Full-reference (FR) versus non-reference (NR)
Figure 2: Full-reference (FR) versus non-reference (NR) measurement scenarios.

Applying QoE measurements
Scoring QoE and remedying problems in content integrity then leads to two other approaches in real-world service delivery – a lab environment or during live services.

The most common approach for lab-based quality measurement is known as full-reference, where the test video is directly compared with the reference. This comparison is done on a frame-by-frame basis and thus requires precise alignment of the two video sequences, which can be an issue if there is variable delay in the system. As a result, full-reference measurements are usually limited to short clips (5-10 seconds) in order to minimize alignment issues and obtain meaningful results. Due to the nature of this method, the video comparison is carried out in the decoded picture domain rather than the bitstream or transport stream.

The full-reference approach permits a very detailed analysis of video distortions and problems. However, because of the alignment issues and the need for a reference, it is usually restricted to offline lab use, such as codec comparison, tuning, or acceptance testing. ITU-T Rec. J.144 recommends a number of metrics using the full-reference approach. Unfortunately, it does not apply to packet networks and modern codecs such as H.264 or VC-1.

For in-service monitoring of video quality, there is another approach generally more suitable. It is a no-reference or reduced-reference approach. QoE measurements can be performed at any point in the system or network. This makes this approach well suited for monitoring or alarm generation of an operational video delivery system.

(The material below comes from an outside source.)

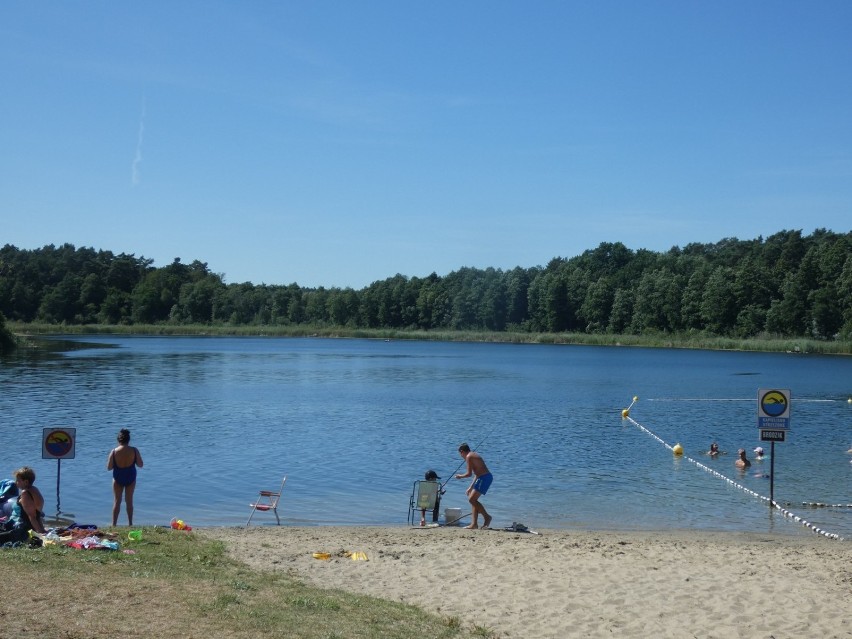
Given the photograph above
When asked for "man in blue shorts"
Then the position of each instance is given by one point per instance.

To take advantage of the information produced by no-reference probes at various points in the system, the measurements from the different points can be collected at a central location for further analysis. This is where measurements can be correlated – considering network impairments and content impairments against the HVS – for added accuracy. Having data available from different points in the system also permits a better root cause analysis and localization of problems that may arise.

The no-reference approach can look at the video in a variety of shapes, depending upon where the measurement actually takes place. Before or after the encoder/transcoder, the probe should look at either the decoded video or the encoded bitstream. In the network (after the streamer), the probe should look at the transport stream, in particular the PCR jitter, network losses, and also the bitstream. At this point, however, the content is often encrypted and cannot be accessed anymore; if this is the case, the centralized correlation can connect bitstream measurements from after the encoder with transport stream measurements from downstream in the network to establish the actual QoE impact of network problems on the video content.

QoE based on the human vision system is a critical element to ensuring video content integrity as it is delivered to customers. Effective monitoring using such models and approaches is not just vital to network operations, but to sustaining larger business objectives that include revenue and customer retention and growth assurances.

As service providers continue their adventures into video into the home or to a mobile device and cable operators grapple with the advent of HD programming and video-on-demand, those who will be successful understand these complexities and that proactive monitoring is critical.

It must be continually repeated throughout the life of a service, from the moment one decides to assess network capabilities to deliver new video services, through deployment, commissioning, and on through to supporting customer service level agreements (SLAs). Continuously refined assessment requires tools that measure deep into the network, including the video content itself, to ensure quality monitoring and service quality is in line with what a real viewer perceives and expects.